In the last 24 months we have been witnessing traditional licensing models being challenged by SaaS pay-as-you-use and metered type offerings, which are easily facilitated by vendors pushing applications into the cloud. Interest in these models are high thanks to them tying price to usage.

“SaaS delivery models are threatening the status quo in the software industry because they’re more flexible, scalable and cost-effective, and certainly provide overall better value for money,” says Ansgar Dodt, SafeNet’s SRM VP of sales, EMEA.

Bawab believes that the mobile application movement has also had an effect on the licensing landscape in the Middle East.

“I believe that the main reason businesses and individuals will start trusting to host their personal and corporate information on the cloud is due to the increase in mobile application usage in the Middle Eastern market. I see that my customers are starting to move towards accepting hosting their data outside their home and office. Privacy laws in the region definitely need to be looked at more closely, but it’s definitely a very good start for SaaS and cloud-based applications,” he notes.

Then there’s virtualisation. Something that’s high on many IT managers agenda, they need to be prepared for another layer of complexity when it comes to software licensing.

Managing your licenses in a virtualised world is tricky, as software vendors often don’t employ state of the art licensing technology to cover such environments. In short, this can lead to under-licensing; the software is used on more instances than licensed for.

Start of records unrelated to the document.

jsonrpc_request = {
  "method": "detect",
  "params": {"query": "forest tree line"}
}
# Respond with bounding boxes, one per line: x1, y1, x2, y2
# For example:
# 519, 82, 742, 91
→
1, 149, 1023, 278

“This puts the end user at risk of breaking their license terms, even though they don’t have the technology at hand to manage their license usage professionally. End users can use manual workarounds to make sure they are in accordance with license terms, but a robust solution will only be available once software vendors have upgraded their licensing technology, or even their software delivery mechanism, to cover virtual environments,” Fenton explains.

IT managers really do need to make sure they are aware of the legalities of the environment they are in, as Bawab notes.

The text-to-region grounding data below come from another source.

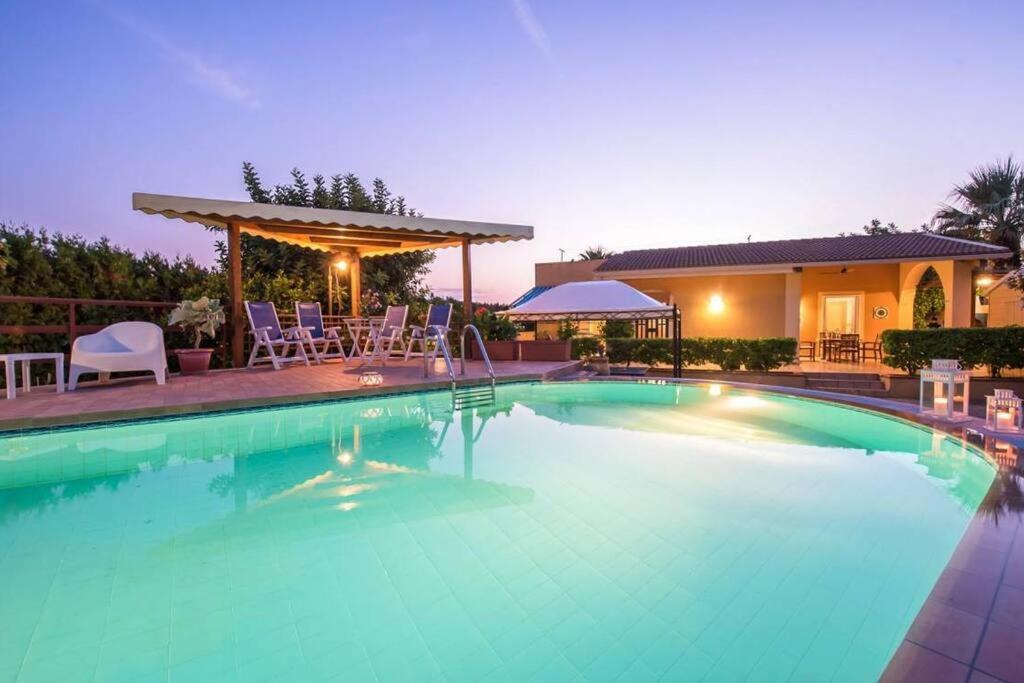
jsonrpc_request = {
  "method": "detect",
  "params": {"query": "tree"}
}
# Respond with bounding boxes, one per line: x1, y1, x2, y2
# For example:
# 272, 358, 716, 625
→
930, 157, 1024, 264
578, 245, 613, 260
840, 219, 902, 237
233, 163, 435, 313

“If they are a UAE-based company and have their virtualised solution hosted in the US, certain laws, rules and regulations apply on their data usage and content. We have faced this with one of our customers whom we hosted on Amazon; only to discover later that their Syria-based office couldn’t access Amazon for security reasons,” he highlights.

Again vendors are aware of the difficulties around virtualisation and are evolving quickly to meet its needs by providing virtual licensing tools to evaluate the extra virtual systems that need to be catered for via additional licenses.

“Vendors need to take into account not only the properties of the physical machines, the existing virtual systems and the upcoming virtual machines but also the physical CPUs available, the corresponding network addresses, the existing memory along with the existing and future disk space,” says Frost & Sullivan’s Ramachandran.

There may still be some issues to iron out; however, the newer models such as cloud and pay per use are already changing the current licensing landscape as customer demand and competitive pressure forces traditional on-premise vendors to react.

“While the software needs of the consumers evolve, the vendor needs to evolve as well to ensure he meets the customer requirements completely. Organisations such as Microsoft and IBM have recognised this and evolved with the cloud licensing scheme and pay as you go billing scheme,” says Ramachandran.

Raina believes that some avenues will be displaced and there will be some cannibalisation; however, traditional licensing isn’t going to suddenly disappear.

“The futuristic scenario that will never happen is that a company will become fully on the cloud or fully virtualised. Rather they will exist in harmony – possibly as a hybrid model,” says Raina. “There may well be a mix of on-premise and cloud licenses, but no one model will kill another,” he concludes.